To develop assessments that are fair—that are comparably valid across different groups of students—it is crucial that patterns of learning for different populations of students be studied. Much of the development of cognitive theories has been conducted with restricted groups of students (i.e., mostly middle-class whites). In many cases it is not clear whether current theories of developing knowledge and expertise apply equally well with diverse populations of students, including those who have been poorly served in the education system, underrepresented minority students, English-language learners, and students with disabilities. While there are typical learning pathways, often there is not a single pathway to competence.
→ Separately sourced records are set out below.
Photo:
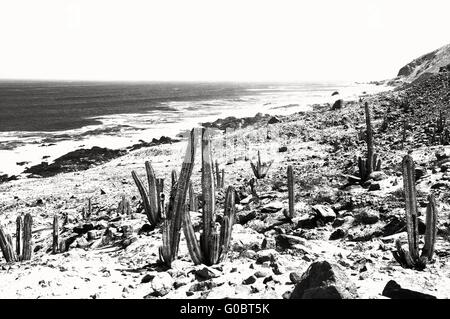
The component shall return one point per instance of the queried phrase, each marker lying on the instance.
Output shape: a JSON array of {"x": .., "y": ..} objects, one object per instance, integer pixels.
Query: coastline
[{"x": 321, "y": 145}]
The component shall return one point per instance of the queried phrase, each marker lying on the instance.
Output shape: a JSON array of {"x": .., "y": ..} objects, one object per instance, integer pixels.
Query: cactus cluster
[
  {"x": 172, "y": 216},
  {"x": 260, "y": 169},
  {"x": 371, "y": 163},
  {"x": 214, "y": 242},
  {"x": 220, "y": 176},
  {"x": 289, "y": 214},
  {"x": 410, "y": 258},
  {"x": 23, "y": 247}
]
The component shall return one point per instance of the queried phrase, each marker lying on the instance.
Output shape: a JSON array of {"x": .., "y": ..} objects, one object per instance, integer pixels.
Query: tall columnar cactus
[
  {"x": 55, "y": 244},
  {"x": 124, "y": 206},
  {"x": 290, "y": 176},
  {"x": 260, "y": 169},
  {"x": 7, "y": 247},
  {"x": 23, "y": 248},
  {"x": 411, "y": 258},
  {"x": 371, "y": 163},
  {"x": 173, "y": 218},
  {"x": 193, "y": 201},
  {"x": 19, "y": 230},
  {"x": 150, "y": 199},
  {"x": 27, "y": 238},
  {"x": 214, "y": 242}
]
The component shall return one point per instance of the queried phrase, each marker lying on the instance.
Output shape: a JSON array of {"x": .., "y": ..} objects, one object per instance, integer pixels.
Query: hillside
[{"x": 430, "y": 63}]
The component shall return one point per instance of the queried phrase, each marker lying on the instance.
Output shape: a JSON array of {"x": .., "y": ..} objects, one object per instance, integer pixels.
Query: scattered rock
[
  {"x": 323, "y": 280},
  {"x": 161, "y": 284},
  {"x": 394, "y": 291},
  {"x": 324, "y": 213}
]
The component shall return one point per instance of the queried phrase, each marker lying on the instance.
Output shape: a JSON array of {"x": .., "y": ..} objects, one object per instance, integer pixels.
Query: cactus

Furthermore, students will not necessarily respond in similar ways to assessment probes designed to diagnose knowledge and understanding. These kinds of natural variations among individuals need to be better understood through empirical study and incorporated into the cognitive models of learning that serve as a basis for assessment design.
Sophisticated models of learning must be paired with methods of eliciting responses from students that effectively reveal what they know, as well as tools for comparing and scoring those responses. Current measurement methods offer greater potential for drawing inferences about student competence than is often realized (National Research Council, 2001c). It is possible, for example, to characterize student achievement in terms of multiple aspects of proficiency rather than a single score; chart students’ progress over time, instead of simply measuring performance at a particular point in time; deal with multiple paths or alternative methods of valued performance; model, monitor, and improve judgments based on informed evaluations; and model performance not only at the level of students, but also at the levels of groups, classes, schools, and states.
Much remains to be done, however, to improve the use of assessment in practice. Iterative cycles of research and development will be required to capture critical dimensions of knowledge in assessment tools and protocols that can be used effec-
tively by those who have limited psychometric expertise. Research must explore ways that teachers can be assisted in integrating new forms of assessment into their instructional practices and how they can best make use of the results from such assessments. It is particularly important that such work be done in close collaboration with practicing teachers who have varying backgrounds and levels of teaching experience.
This iterative work on new forms of assessment must explore their accessibility to teachers and practicality for classroom use, and their efficiency in large-scale testing contexts. For policy purposes, it is particularly important to study how new forms of assessment affect student learning, teacher practice, and education decision making. Also to be studied are ways that school structures (e.g., length of time of classes, class size, and the opportunity for teachers to work together) impact the feasibility of implementing new types of assessments and their effectiveness. A SERP network of field sites makes the pursuit of such an agenda possible.